W. Eugene Scott, the white-maned, pinched-faced television preacher who's the subject of Werner Herzog's 46-minute documentary, God's Angry Man, calls himself "the most honest guy on TV." In a sense, he's right. Using a Glendale, California, UHF station as his pulpit, Scott hosts an apparently endless telethon cum psychodrama in which he bullies his audience into sending him money. ''This is not a show," the cowboy-talkin' Scott likes to say. ''God's honor is at stake!"
God's honor - I guess there's nothing heavier than that. At least that's how the not unsympathetic Herzog seems to see it. Scott appears here as a ridiculous visionary loner - first cousin to Aguirre, the Herzog character who called himself "The Wrath of God." Of course, Scott must have a line even if it's the standard reactionary litany against communists, homosexuals, women's rights, and big government to go along with his shtick but Herzog characteristically gives the preacher's politics short shrift. Scott believes that "either people are for me or against me" because, it would seem, "there are some people who, if God's for it, they're against it." Aside from an obscure reference to a tax bust in Connecticut and an Ernie Kovacs-like burlesque of FCC bureaucrats, it's unclear what God wants except more money for Dr. Scott.
Scott has no illusions about his political appeal--"I get my votes in checks," he brags - but Herzog concentrates mainly on Scott's pitching. His creativity may even impress long-term listeners to WBAI. In fact, I'm told, for the last few years Scott's eternal telethon has served dissolute California youth as a kind of video party record. "I will not be defeated tonight," Scott warns menacingly and, after a long pause, "Not one more word until that thousand comes in." Folding his arms, he glares at the camera in squint-eyed close-up for a slow burn more lugubrious than Jackie Gleason's. The tension builds and suddenly Scott is raging like a stuck varmint: ''DO you understand it's God's WORK?! What IS Christianity? Is it games, gimmicks, words, MASSAGE or is it . . . LIFE AND DEATH !? ! Six hundred miserable dollars and STILL you sit GLUED TO YOUR Chair!" The diatribe bears fruit but Scott refuses to be mollified.
''Why didn't you do it because you loved God, he snarls and begins counting up his bread in paranoid ingratitude.

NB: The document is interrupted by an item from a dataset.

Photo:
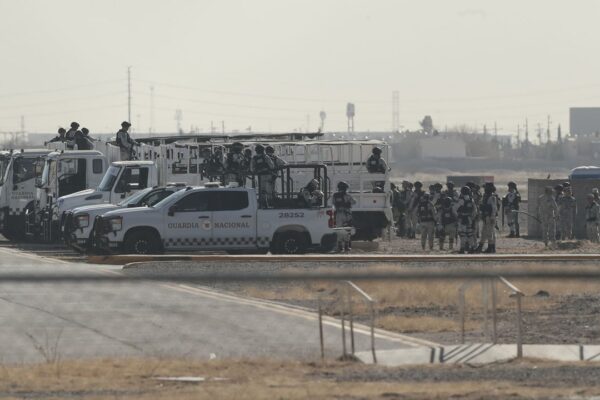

God's Angry Man was shot in 1980, the FCC didn't pull the
plug on Scott until last May. According to an article in the San
Jose Mercury. the preacher concluded his last, desperate telethon
by exhorting the video faithful to send him long-term pledges
payable in monthly instalments over a l0 year period. The contributions
were for no single project at one point in Herzog's film, Scott
boasts of supporting three orphanages, a publishing house, and
a travel agency - but rather to reimburse him for past teachings.
"I don't give out little bottles of water from the river
Jordan." the Mercury quotes him as saying, ''My snot's
worth more than that!"
Herzog, who strikes me as a documentary filmmaker nearly as radical as early Andy Warhol, has a tourist's appreciation for fantastic Americana. Scott's studio set looks like something out of a Syberberg flick royal blue wallpaper; driftwood candelabras; plush ranchero furniture; Navajo knickknacks; a backdrop that conflates the Manhattan, San Francisco, and Chicago skylines; a handy toy monkey to be punished with an outsized Ping-Pong paddle. The look is Liberace povera and the show's musical interludes are provided by a combo that sounds like a cross between a Disneyland barbershop quartet and a Las Vegas lounge act, fronted by a sanctimonious baritone whose bizarre facial contortions suggest a soused Arthur Godfrey doing his living room impersonation of Scatman Crothers. But, of course, Herzog's best discovery is Scott.
Despite Herzog's political naivete - his romantic representation of show biz hustler as cracked conquistador - God's Angry Man sheds a more revealing light on constitutional rights, media politics, and the American psyche than the similar, committed film - Saul Landau and Frank Diamond's Quest for Power reviewed here last week- (As Marx proved with Balzac, the correct line does not necessarily yield the most illuminating social insights.) Libidinally speaking, Scott's racket is a form of soft-core bondage where people who can afford it pay to hear themselves abused. The Nazis, to take only the most obvious example, knew that this sort of masochistic relationship to authority was powerful stuff, particularly if the ruled and their rulers shared the same social resentments.
"When I yell I want to be heard," Scott asserts, echoing the populist ploy of the TV demagogue in Paddy Chayevsky's Network. But, in his ceaseless yammering for money, he's the American everyman writ large. Scott feeds on frustration but it's his success that makes him a potent ego-ideal. He's the pot of gold at the end of the chain letter, Norman Vincent Peale at the O.K. Corral, the raging Stakhanovite of American capitalism.
Americans," Herzog once observed, "believe that they are normal, that they make sense, and that the rest of the world is exotic. They do not seem to understand that they are the most exotic people in the world right now. "Believe me," the German filmmaker added, ''I say this with a lot of sympathy."